Michail Chodorkowski | Bildquelle: REUTERS

Kremlkritiker erneut im Visier der Justiz Russland wirft Chodorkowski Mord vor

Stand: 11.12.2015 16:11 Uhr

Kreml-Kritiker Chodorkowski bekommt neuen Ärger mit der russischen Justiz: Die Moskauer Ermittlungsbehörde wirft ihm vor, 1998 den Mord an einem Bürgermeister "organisiert" zu haben. Chodorkowski, der im Exil lebt, weist die Vorwürfe zurück.

Die russische Justiz will den Kreml-Kritiker Michail Chodorkowski wegen eines Mordfalls aus dem Jahr 1998 anklagen. Der ehemalige Oligarch werde beschuldigt, den Mord am Bürgermeister der sibirischen Stadt Neftejugansk "organisiert" zu haben, teilte das einflussreiche Ermittlungskomitee in Moskau mit. Die geplante Anklage stütze sich auf neue Erkenntnisse der Ermittler.

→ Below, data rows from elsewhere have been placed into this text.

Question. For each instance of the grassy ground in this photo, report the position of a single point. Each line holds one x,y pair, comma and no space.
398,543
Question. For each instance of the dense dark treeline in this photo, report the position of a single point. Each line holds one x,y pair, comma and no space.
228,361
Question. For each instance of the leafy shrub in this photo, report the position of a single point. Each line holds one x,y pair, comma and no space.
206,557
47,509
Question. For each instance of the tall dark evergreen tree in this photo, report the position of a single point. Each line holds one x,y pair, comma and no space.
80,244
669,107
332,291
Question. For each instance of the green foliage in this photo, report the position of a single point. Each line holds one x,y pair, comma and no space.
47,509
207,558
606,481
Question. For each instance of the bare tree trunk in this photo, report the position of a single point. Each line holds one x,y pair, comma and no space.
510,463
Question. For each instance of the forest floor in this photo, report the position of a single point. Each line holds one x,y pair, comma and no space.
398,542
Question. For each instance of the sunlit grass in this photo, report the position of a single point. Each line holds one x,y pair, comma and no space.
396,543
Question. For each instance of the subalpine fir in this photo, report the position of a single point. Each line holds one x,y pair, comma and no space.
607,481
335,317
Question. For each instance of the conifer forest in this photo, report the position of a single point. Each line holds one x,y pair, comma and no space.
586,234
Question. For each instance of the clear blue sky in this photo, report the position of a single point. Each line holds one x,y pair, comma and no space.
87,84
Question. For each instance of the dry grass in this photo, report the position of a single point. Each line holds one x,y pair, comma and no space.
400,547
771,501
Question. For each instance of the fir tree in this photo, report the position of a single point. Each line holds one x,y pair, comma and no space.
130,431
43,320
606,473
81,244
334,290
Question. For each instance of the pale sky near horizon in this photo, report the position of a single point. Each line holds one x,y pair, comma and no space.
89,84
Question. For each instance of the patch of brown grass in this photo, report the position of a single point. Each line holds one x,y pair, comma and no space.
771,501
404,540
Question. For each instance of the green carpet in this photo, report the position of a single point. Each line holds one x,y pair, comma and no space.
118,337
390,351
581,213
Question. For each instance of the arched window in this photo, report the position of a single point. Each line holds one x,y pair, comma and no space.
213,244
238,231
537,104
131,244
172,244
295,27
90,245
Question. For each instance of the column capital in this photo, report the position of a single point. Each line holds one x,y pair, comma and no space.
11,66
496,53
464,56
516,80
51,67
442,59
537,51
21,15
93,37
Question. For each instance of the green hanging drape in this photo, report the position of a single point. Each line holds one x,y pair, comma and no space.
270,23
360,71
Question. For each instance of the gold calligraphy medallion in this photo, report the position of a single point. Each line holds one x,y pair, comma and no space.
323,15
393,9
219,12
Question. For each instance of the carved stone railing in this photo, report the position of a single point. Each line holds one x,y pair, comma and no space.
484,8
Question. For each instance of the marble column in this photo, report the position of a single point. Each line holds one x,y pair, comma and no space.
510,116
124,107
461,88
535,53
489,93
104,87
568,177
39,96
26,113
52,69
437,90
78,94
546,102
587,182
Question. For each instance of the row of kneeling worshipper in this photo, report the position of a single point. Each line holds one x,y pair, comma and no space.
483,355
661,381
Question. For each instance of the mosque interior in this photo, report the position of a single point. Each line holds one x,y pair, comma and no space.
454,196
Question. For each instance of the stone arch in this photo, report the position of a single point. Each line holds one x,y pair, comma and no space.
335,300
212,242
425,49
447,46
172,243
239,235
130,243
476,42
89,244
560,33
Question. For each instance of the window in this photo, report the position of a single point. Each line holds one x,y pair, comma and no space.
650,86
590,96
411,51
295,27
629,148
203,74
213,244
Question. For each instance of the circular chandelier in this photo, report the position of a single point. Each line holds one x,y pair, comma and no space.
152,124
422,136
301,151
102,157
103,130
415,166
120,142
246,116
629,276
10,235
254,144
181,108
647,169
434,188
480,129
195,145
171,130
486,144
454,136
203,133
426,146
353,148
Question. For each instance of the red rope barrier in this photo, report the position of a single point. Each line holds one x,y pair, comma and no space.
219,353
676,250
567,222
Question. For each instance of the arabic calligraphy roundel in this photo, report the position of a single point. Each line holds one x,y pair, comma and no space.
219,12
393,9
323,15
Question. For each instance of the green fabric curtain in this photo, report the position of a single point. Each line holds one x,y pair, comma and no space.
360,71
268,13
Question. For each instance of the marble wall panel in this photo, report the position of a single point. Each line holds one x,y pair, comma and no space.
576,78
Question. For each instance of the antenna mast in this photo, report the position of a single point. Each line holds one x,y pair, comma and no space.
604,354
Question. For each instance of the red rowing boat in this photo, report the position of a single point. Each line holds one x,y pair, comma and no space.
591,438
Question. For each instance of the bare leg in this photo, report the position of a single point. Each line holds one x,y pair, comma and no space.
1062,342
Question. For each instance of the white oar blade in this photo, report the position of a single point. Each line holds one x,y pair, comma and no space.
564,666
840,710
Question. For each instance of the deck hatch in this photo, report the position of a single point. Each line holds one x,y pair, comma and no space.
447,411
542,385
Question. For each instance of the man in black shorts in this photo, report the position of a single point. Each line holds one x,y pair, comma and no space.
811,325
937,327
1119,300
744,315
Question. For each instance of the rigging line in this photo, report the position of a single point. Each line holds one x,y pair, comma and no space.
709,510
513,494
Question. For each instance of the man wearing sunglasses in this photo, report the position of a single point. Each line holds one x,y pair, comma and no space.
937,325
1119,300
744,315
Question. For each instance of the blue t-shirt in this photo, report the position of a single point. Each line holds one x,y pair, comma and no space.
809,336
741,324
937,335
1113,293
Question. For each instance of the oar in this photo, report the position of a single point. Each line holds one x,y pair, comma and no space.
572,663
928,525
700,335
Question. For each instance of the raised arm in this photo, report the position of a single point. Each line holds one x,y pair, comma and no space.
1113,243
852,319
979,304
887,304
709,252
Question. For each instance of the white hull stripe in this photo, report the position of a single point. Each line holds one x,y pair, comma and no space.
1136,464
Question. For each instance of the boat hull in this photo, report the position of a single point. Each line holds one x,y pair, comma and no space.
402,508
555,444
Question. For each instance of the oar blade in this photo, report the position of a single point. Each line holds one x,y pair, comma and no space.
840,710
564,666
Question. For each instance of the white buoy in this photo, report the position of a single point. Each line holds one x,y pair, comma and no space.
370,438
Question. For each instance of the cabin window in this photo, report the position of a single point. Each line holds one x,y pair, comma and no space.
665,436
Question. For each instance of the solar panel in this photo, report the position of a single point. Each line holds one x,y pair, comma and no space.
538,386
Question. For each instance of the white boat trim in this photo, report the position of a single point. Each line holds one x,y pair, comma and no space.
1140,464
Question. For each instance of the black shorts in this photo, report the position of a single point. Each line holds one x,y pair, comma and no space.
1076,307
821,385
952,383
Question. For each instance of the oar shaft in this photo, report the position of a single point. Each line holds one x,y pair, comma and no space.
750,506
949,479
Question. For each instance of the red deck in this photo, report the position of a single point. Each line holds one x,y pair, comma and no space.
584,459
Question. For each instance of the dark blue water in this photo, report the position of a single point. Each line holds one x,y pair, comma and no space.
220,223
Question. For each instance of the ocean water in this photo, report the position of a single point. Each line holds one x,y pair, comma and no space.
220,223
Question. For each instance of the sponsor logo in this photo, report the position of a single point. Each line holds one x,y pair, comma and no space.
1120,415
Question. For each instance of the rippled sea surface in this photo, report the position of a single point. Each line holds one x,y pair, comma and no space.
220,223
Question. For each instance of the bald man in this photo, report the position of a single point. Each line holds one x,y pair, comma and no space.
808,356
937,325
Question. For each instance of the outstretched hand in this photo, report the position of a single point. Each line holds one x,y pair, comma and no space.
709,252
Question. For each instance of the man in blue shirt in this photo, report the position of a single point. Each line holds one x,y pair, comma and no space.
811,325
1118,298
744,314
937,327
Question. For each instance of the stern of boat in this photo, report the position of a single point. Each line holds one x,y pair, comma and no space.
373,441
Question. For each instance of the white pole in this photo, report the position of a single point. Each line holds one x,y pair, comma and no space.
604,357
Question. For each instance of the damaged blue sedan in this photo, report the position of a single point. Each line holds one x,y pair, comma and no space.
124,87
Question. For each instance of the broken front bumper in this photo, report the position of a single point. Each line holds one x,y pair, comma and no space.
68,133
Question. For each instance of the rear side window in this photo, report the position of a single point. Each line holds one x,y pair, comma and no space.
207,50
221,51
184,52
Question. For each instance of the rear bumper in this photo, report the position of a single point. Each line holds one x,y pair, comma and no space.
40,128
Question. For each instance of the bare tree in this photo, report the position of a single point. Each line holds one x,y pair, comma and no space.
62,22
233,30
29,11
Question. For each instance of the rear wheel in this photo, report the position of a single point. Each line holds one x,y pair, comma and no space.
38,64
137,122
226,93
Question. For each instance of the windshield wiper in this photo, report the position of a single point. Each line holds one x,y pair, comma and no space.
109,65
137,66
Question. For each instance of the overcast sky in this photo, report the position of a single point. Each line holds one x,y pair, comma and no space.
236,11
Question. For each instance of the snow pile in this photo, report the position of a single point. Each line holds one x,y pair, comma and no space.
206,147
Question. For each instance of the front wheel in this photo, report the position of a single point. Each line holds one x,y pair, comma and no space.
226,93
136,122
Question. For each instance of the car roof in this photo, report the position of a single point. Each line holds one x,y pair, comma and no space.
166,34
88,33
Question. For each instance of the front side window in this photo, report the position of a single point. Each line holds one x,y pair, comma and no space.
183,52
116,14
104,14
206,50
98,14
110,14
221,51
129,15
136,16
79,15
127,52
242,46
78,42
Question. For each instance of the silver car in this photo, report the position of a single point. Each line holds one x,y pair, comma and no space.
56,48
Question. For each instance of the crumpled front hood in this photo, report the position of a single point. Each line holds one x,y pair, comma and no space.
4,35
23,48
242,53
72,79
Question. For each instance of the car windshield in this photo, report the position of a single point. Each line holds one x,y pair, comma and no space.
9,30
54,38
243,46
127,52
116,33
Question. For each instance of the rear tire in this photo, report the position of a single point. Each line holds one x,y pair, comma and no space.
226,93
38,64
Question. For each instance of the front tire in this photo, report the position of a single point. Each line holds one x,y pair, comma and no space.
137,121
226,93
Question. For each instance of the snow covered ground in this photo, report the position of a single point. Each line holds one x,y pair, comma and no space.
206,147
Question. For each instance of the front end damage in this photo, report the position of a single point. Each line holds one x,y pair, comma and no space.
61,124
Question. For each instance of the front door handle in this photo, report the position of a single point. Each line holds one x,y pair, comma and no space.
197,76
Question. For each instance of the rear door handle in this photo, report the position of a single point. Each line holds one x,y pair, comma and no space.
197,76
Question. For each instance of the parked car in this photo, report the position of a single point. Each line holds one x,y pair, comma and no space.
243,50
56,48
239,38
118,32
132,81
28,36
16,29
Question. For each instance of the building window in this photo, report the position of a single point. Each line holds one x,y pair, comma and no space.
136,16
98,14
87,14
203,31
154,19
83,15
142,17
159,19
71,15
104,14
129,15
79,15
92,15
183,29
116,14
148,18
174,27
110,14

Der Fall um den erschossenen Bürgermeister Wladimir Petuchow galt eigentlich als abgeschlossen. Der Funktionär soll damals mit Chodorkowskis Yukos-Konzern im Streit um Steuerzahlungen gelegen haben. Neftejugansk galt als wichtiger Standort des inzwischen zerschlagenen Yukos-Konzerns.

Zudem werde Chodorkowski vorgeworfen, auch 1999 einen Anschlag auf einen Manager von einem Öl-Unternehmen in Auftrag gegeben zu haben. Dabei war ein Sicherheitsmann getötet worden. Chodorkowski werde zur Fahndung ausgeschrieben, sagte Wladimir Markin von der Ermittlungsbehörde.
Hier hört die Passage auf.